Chiral resolution, pharmacological characterization, and receptor docking of the noncompetitive mGlu1 receptor antagonist (±)-2-hydroxyimino-1a,2-dihydro-1H-7-oxacyclopropa[b]naphthalene-7a-carboxylic acid ethyl ester

Racemic CPCCOEt ((1aRS,7aRS)-2-hydroxyimino-1a,2-dihydro-1H-7-oxacyclopropa[b]naphthalene- 7a-carboxylic acid ethyl ester, (+/-)-1) derivatives have been shown to be subtype-selective metabotropic glutamate (mGlu) 1 receptor antagonists (Annoura et al. Bioorg. Med. Chem. Lett. 1996, 6, 763-766). The optical isomers of (+/-)-1 have been separated by chromatography on a chiral stationary phase. The absolute configuration at; the C-la and C-7a positions was determined using X-ray crystallography of an amide derivative with the methyl ester of L-phenylalanine (L-PheOMe) ((+)-6). In a phosphoinositol (PI) turnover assay at the cloned human mGlu1b receptor, (-)-1 and the new amide derivatives (-)-5 and (-)-6, all of which have (1aS,7aS)-stereochemistry on the chromane ring system, showed IC50 values of 1.5, 0.43, and 0.93 muM, respectively.
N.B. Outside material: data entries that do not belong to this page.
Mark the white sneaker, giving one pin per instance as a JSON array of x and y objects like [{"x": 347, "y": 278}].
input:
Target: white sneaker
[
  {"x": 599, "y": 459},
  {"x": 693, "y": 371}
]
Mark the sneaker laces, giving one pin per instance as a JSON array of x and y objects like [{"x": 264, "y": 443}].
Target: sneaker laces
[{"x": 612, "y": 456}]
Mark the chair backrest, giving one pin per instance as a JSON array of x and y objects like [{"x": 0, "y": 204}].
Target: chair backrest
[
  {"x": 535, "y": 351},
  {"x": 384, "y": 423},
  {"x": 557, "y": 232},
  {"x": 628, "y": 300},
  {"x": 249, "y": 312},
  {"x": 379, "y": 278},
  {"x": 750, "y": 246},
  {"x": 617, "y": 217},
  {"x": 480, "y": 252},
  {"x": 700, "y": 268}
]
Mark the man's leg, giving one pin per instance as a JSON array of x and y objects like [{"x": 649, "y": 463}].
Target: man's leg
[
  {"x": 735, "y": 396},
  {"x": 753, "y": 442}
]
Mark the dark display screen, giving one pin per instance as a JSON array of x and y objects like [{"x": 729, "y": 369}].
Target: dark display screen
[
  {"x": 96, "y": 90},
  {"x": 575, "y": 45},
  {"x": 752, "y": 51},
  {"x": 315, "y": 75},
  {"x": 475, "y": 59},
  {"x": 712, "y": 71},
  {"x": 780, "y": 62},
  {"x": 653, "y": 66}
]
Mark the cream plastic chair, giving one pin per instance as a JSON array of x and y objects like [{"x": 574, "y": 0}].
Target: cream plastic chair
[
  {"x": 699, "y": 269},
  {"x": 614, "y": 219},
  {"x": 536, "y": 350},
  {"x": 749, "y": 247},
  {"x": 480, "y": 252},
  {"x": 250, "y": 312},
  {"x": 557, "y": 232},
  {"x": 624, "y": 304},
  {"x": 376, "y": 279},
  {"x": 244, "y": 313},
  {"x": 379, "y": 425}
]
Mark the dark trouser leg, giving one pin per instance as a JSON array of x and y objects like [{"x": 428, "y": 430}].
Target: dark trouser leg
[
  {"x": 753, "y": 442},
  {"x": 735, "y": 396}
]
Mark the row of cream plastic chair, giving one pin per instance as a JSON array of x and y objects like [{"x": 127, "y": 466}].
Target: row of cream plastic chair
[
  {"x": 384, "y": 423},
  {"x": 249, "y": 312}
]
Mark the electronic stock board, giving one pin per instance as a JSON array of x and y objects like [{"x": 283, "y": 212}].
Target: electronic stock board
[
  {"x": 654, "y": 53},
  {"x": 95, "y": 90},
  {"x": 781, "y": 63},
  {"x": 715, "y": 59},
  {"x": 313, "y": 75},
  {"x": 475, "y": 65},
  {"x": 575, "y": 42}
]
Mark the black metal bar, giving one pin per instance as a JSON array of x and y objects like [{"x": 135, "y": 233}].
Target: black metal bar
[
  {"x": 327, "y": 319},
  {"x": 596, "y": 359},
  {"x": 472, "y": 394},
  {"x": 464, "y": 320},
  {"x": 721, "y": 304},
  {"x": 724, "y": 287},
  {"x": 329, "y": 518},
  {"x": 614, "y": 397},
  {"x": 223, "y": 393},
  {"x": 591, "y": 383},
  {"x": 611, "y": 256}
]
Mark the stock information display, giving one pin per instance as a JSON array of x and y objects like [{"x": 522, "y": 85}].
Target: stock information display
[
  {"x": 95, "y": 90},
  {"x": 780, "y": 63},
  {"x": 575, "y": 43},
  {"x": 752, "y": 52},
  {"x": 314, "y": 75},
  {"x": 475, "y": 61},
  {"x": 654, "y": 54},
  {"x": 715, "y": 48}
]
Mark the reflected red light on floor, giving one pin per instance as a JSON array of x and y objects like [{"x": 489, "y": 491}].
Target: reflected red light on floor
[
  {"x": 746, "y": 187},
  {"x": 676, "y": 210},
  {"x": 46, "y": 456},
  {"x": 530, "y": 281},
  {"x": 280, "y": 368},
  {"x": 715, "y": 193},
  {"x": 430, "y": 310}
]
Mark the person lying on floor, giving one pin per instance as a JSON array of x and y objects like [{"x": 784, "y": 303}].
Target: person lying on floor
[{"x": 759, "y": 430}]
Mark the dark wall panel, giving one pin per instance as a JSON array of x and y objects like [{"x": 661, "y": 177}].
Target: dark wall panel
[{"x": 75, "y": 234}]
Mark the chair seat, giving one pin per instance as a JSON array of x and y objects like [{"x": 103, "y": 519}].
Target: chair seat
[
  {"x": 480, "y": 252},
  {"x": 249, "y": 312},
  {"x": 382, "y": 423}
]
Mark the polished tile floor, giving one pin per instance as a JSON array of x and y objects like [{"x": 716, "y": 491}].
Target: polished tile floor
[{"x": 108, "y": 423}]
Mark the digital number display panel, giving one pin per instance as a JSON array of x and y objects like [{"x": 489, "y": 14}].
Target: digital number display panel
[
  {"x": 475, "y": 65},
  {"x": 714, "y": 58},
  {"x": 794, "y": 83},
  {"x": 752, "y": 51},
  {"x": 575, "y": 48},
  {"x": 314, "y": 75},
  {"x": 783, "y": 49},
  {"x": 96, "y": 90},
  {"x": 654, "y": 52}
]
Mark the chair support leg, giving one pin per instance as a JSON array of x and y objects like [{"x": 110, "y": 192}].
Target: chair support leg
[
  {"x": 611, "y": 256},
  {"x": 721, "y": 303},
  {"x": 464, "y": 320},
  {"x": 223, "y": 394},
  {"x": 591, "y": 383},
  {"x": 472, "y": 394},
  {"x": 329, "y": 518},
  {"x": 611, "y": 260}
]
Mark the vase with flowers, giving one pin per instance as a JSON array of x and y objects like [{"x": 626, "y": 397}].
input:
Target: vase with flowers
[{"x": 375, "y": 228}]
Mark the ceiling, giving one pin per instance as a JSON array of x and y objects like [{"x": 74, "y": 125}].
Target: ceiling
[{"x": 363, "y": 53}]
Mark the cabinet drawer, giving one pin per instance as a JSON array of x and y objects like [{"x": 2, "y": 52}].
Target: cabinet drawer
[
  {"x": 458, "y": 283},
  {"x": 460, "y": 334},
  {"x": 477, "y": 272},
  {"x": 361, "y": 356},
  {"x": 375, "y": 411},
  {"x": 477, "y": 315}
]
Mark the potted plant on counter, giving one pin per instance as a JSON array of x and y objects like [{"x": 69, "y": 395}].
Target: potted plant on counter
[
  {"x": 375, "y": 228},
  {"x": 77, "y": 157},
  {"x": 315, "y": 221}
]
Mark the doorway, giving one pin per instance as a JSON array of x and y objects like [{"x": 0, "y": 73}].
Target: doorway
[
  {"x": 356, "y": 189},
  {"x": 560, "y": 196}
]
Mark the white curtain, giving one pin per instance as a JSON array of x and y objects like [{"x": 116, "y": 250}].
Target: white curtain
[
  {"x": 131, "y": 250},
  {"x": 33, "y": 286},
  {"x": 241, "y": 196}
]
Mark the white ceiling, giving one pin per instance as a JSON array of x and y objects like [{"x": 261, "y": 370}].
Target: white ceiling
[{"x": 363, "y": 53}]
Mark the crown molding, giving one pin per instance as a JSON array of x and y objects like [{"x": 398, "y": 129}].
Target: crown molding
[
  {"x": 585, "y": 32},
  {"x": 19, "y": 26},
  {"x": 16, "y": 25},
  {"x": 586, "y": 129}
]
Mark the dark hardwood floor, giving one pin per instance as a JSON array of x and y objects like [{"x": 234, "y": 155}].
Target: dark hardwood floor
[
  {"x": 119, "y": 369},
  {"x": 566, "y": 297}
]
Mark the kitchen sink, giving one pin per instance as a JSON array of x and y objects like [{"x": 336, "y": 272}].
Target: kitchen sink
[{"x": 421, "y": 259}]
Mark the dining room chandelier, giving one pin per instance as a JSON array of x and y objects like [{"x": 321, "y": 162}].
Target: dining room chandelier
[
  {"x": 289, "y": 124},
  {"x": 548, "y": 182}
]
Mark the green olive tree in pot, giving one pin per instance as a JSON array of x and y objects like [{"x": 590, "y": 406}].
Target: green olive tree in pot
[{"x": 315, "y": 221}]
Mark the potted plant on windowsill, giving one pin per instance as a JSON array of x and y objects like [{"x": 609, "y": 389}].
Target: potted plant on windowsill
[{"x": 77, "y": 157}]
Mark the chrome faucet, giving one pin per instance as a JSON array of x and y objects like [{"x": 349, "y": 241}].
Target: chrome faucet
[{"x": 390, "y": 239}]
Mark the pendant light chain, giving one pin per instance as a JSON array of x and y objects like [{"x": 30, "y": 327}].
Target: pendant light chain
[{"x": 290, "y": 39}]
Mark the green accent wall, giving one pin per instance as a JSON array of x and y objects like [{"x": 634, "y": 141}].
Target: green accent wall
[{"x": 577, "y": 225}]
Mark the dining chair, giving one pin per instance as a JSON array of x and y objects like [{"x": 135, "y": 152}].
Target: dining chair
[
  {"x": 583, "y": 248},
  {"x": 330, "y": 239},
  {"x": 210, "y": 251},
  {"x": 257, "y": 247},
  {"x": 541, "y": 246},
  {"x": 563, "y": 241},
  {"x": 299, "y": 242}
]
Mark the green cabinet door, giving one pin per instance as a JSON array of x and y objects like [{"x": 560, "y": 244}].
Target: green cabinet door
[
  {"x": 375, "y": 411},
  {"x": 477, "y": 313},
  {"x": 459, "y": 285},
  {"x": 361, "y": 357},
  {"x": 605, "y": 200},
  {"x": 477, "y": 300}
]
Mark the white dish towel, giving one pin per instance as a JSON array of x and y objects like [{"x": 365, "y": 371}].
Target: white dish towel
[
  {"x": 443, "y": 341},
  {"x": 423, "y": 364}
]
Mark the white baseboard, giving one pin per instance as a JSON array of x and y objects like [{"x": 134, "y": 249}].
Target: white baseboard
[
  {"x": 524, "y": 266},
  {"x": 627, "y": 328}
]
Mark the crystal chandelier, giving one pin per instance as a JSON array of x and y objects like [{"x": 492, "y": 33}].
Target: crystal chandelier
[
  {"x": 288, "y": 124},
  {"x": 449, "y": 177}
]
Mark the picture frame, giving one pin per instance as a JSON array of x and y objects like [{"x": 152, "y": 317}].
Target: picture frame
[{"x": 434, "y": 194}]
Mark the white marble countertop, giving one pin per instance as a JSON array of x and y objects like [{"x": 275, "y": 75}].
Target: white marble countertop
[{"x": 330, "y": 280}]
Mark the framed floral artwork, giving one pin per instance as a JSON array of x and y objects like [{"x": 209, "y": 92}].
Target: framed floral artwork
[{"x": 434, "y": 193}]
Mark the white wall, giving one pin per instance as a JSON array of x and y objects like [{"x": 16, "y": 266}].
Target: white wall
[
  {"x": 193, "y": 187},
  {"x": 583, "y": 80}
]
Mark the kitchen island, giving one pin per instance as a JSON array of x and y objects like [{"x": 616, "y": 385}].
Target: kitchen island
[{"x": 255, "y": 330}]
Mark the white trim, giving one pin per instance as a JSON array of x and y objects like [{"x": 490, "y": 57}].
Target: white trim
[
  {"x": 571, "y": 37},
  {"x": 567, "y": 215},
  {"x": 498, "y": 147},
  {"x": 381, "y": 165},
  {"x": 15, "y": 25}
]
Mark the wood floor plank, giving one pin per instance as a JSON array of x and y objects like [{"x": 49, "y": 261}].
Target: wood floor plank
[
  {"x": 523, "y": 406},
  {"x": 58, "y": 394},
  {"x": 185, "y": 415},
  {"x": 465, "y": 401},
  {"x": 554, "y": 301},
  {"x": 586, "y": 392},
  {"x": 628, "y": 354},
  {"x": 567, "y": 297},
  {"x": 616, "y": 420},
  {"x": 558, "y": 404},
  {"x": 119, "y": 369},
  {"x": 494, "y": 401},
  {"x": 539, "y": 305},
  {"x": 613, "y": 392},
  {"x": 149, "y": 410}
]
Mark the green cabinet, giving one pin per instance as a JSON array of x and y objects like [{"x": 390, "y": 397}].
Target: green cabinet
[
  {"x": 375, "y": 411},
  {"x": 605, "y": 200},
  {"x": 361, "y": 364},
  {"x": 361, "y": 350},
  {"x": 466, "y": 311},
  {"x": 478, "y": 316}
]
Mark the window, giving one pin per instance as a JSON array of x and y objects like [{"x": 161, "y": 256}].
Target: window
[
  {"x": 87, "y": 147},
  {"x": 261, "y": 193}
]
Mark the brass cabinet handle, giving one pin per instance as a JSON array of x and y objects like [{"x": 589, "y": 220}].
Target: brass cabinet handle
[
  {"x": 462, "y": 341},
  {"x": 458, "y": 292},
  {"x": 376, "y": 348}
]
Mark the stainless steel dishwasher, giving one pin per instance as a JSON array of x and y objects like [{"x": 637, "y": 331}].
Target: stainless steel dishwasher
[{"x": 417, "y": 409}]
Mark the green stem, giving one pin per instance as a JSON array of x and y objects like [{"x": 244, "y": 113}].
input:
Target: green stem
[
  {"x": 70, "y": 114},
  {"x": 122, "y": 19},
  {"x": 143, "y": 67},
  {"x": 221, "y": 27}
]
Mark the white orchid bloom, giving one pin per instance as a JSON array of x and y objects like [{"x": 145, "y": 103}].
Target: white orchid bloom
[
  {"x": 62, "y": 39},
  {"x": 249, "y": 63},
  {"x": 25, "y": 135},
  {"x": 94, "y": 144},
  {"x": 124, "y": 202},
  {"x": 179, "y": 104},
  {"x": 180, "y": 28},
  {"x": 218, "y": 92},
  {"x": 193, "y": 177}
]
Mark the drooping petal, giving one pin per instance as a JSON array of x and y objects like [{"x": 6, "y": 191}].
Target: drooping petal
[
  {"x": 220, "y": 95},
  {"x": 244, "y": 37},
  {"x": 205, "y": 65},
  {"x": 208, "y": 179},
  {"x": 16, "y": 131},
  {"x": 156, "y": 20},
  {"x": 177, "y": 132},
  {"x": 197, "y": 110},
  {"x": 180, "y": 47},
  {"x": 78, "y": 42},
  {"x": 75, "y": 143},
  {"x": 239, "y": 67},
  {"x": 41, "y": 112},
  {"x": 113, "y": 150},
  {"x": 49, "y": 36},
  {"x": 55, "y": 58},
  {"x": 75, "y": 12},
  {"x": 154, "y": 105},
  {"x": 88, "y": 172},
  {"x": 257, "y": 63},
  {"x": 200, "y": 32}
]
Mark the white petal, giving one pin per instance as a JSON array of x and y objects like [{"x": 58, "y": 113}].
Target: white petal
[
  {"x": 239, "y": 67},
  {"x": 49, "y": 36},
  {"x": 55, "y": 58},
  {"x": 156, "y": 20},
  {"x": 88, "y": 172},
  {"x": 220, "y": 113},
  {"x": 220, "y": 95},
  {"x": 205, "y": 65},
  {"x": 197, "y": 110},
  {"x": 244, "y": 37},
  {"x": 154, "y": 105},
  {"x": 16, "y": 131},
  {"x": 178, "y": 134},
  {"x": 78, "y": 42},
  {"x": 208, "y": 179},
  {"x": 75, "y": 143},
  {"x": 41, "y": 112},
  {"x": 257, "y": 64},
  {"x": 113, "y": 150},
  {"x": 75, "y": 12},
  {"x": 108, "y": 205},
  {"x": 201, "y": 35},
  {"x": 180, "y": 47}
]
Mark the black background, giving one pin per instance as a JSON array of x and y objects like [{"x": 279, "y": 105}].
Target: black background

In contrast, (+)-1 and the new amide derivatives (+)-5 and (+)-6 were found to be inactive up to a concentration of 30 muM indicating a selectivity for the (-)enantiomers of at least 70-fold. In a previous study (Litschig et al. Mel. Pharmacol. 1999, 55, 453-461) we demonstrated using site-directed mutagenesis that the interaction site of (+/-)-1 is located in the transmembrane (TM) domain of hmGlu1b. To suggest a plausible binding mode of (-)-1, we have built a molecular mechanics model of the putative seven TM domain of hmGlu1 based on the a-carbon template of the TM helices of rhodopsin. A receptor docking hypothesis suggests that the OH of T815 (TMVII) comes in close contact with the oxime OH of (-)-1 and (-)-5, whereas no such close interactions could be demonstrated by docking of (+)-1.